# When You Want More Animals And Just Can't Do It



## seniorcats (Aug 27, 2007)

When you want more animals and just can't do it - no more space, too much to afford, lack of time, etc., there is an alternativeway to have more animal friendsand help one in need.

Many shelters have some type of sponsorship program so you can choose a 'lifer', a permanent unadoptable resident or special needs friend, to support. I can't have any more cats so I sponsor some at my local shelter so I feel like I have a bunch more I am helping. Sponsorship fees seem to run between $5.00 a month to $25.00 a month

Many rabbit shelters and groups have sponsorship programs similar toBuckeye House Rabbit Society's sponsorship program http://www.ohare.org/need/sanctuary/sanctuary.htm#overview Buckeye has sponsors for their special needs sanctuary bunnies who are not considered adoptable.

Some other examples are Columbus Cat Welfare Guardian Angels program http://www.catwelfareohio.com/guardianangels.htm

Stay-A-While Cat Shelters sponsorship program http://www.stayawhilecatshelter.org/cat_sponsors.html

Most shelters encouage visits to the sponsored animal. They usually provide sponsors with a biography, pictures and updates throughout the year. I think it allows sponsors to feel a special connection with their bunny, cat, dog, etc.

If you want more animal friends but can't bring any home, check your local rescue and see if they have a sponsorship program. It will help in so many ways.


----------



## maherwoman (Aug 28, 2007)

Ya know...I'm going to look into that. Excellent idea!!


----------



## Bassetluv (Aug 28, 2007)

That sounds like such a wonderful idea...I wonder if the shelter here does that? I do know they foster animals out, never heard of them having sponserships though...I'll have to look them up and see.

Several years ago I did offer my services as a volunteer dogwalker at the Humane Society, as my dog had died and I just didn't have the heart to get another one...yet at the same time I missed having a dog in my life. So I took up dogwalking, and did so for 18 months. 

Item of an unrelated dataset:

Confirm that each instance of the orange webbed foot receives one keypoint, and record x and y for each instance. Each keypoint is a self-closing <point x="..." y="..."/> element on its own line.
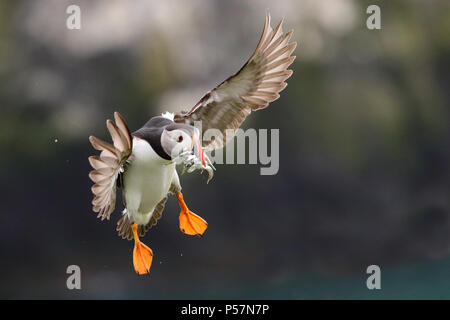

And not surprisingly, came home with one of them one day. Well, she insisted...


----------



## Haley (Aug 28, 2007)

Great point, Ann!

Im going to move this to the rescue section so more people will see it. I do this sometimes if I see a bunny on petfinder who catches my eye for some reason. Even a small donation helps.


----------



## seniorcats (Aug 28, 2007)

Thanks for moving to the right place. Perhaps some members can talk to their shelters about starting a sponsorship program. We have one woman who is 'house mother' for a group of mentally retarded adults. They can't keep animals at their house so they sponsor several kitties. The young men really enjoy coming to see 'their' cats and bringing them treats. I love seeing how the boyslight up when they see their cats. We also have many elderly who are afraid to adopt and die before their pet so they sponsor instead. It works out very well for the animals and for the sponsor.


----------



## ec (Aug 29, 2007)

The shelter where I got Nibbles (a rabbit-only rescue) has a program where you can sponsor a shelter bun for minimal cost - 10.00 covers 3 months of food for one bun.

More here: http://west.petfinder.com/shelters/PA256.html

the name of the shelter is *BunnnyPeople*, and it's located in Harrisburg, PA.


----------